The Persistence of Memory
It was an open space where a window used to be on the fifth floor of the dorm. Fifty feet below, directly under the missing window, the young man was lying face-down on the glass in the snow. I pointed to the window as the siren approached. The distance to ground, the force of the impact, surely he was badly hurt. He might die.
The onlookers asked: What happened? How?
One of the first on the scene, I leaned in: “Hang on,” I whispered.
Despite the cold, my face was flushed. I looked for a gash. A cut. A bone wrenched sideways, or crushed. I slipped off my coat. Laid it over his shoulders. Had he heard when I whispered? Had he moved? The medics pushed me back.

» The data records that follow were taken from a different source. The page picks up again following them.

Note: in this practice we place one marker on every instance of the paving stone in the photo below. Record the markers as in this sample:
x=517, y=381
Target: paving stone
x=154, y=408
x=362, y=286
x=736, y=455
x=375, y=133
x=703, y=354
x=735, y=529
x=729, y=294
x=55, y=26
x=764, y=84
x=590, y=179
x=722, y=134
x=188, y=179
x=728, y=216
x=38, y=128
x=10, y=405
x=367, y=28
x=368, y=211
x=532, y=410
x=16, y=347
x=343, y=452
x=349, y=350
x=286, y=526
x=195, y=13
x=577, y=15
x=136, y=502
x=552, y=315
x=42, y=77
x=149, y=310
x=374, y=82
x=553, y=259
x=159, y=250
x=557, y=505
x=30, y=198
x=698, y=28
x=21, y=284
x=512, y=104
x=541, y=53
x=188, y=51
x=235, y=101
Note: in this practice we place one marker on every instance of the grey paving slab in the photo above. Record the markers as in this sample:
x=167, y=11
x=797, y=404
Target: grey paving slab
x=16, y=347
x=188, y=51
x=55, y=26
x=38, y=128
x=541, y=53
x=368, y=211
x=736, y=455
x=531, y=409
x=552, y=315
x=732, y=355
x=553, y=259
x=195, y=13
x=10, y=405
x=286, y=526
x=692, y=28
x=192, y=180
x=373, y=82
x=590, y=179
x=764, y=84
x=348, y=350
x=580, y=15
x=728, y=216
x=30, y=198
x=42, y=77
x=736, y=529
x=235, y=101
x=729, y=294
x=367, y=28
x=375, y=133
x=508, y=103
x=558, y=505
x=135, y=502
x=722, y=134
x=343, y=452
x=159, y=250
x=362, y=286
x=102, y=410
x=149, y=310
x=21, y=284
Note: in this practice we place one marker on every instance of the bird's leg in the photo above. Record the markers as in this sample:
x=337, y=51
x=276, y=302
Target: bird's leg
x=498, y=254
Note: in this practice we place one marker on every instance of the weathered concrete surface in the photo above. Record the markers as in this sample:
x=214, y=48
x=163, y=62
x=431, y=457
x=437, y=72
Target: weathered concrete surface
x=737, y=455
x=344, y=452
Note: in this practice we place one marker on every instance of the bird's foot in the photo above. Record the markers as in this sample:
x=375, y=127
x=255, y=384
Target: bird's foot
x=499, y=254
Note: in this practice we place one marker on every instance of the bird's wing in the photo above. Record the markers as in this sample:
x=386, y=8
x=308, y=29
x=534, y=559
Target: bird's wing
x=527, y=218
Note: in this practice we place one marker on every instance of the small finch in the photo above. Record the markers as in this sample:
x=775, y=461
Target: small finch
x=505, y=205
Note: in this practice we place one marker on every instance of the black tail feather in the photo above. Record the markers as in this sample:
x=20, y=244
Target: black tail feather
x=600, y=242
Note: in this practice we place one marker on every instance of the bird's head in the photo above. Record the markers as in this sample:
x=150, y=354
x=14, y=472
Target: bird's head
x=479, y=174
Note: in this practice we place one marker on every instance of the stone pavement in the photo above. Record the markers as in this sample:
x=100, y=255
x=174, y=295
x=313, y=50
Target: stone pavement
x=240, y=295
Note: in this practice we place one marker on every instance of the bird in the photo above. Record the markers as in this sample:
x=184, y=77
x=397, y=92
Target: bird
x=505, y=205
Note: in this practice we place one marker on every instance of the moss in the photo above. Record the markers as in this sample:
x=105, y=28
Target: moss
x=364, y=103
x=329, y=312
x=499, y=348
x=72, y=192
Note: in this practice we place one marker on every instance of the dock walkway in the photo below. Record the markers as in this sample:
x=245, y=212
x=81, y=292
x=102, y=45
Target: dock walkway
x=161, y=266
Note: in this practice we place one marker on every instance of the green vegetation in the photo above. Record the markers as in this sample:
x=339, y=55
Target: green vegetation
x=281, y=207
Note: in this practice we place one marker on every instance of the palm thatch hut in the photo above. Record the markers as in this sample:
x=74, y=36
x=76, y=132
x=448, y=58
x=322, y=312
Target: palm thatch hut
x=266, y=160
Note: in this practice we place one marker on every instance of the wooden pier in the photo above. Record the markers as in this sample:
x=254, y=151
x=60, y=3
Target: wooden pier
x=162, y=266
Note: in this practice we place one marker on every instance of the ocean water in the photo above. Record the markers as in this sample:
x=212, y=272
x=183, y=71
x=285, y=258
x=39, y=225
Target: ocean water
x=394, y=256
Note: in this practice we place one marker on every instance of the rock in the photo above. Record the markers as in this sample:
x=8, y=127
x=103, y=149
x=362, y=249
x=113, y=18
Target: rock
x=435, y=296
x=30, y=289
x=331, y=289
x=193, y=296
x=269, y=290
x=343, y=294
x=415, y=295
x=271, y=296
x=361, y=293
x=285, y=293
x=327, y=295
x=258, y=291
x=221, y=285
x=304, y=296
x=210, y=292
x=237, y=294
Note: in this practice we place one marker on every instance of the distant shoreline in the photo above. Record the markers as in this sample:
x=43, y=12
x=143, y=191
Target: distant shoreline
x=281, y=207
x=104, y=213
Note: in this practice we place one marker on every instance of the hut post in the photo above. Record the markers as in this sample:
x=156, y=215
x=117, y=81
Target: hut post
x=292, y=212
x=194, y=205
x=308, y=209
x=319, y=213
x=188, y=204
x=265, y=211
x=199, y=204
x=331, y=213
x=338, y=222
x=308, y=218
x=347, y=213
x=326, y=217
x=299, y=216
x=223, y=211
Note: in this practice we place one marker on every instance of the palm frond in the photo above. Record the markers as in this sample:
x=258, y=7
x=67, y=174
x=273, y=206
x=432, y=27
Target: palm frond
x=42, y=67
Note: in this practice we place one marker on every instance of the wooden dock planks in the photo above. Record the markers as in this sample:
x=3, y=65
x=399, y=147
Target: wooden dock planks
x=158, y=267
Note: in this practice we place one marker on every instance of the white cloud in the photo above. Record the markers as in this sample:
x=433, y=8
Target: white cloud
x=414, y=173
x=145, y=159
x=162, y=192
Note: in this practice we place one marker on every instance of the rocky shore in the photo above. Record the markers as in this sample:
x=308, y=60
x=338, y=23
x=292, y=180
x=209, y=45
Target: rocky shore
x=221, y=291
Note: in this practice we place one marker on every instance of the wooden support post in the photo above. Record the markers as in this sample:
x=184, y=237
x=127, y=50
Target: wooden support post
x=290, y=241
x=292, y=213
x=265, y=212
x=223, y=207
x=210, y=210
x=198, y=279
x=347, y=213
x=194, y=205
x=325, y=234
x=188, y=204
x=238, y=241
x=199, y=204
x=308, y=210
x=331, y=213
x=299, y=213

That night on the news they said it was an elaborate prank staged when his girlfriend had left him. Something like: Jilted lover fakes suicide attempt. I remembered the glass; it should have been broken. It should have shattered or cracked. Troubling details. My thoughts persisted as I washed the dishes. The open space where the window used to be. The imprint of glass in the snow. It had seemed so real I worried all day, even going so far as to announce the horrific event in my classes and how I had found him, how I had given him my coat. I suffered in my thoughts a thousand injuries, as I relived it again and again.
A dish slipped from my hand. Yes, I wanted him dead.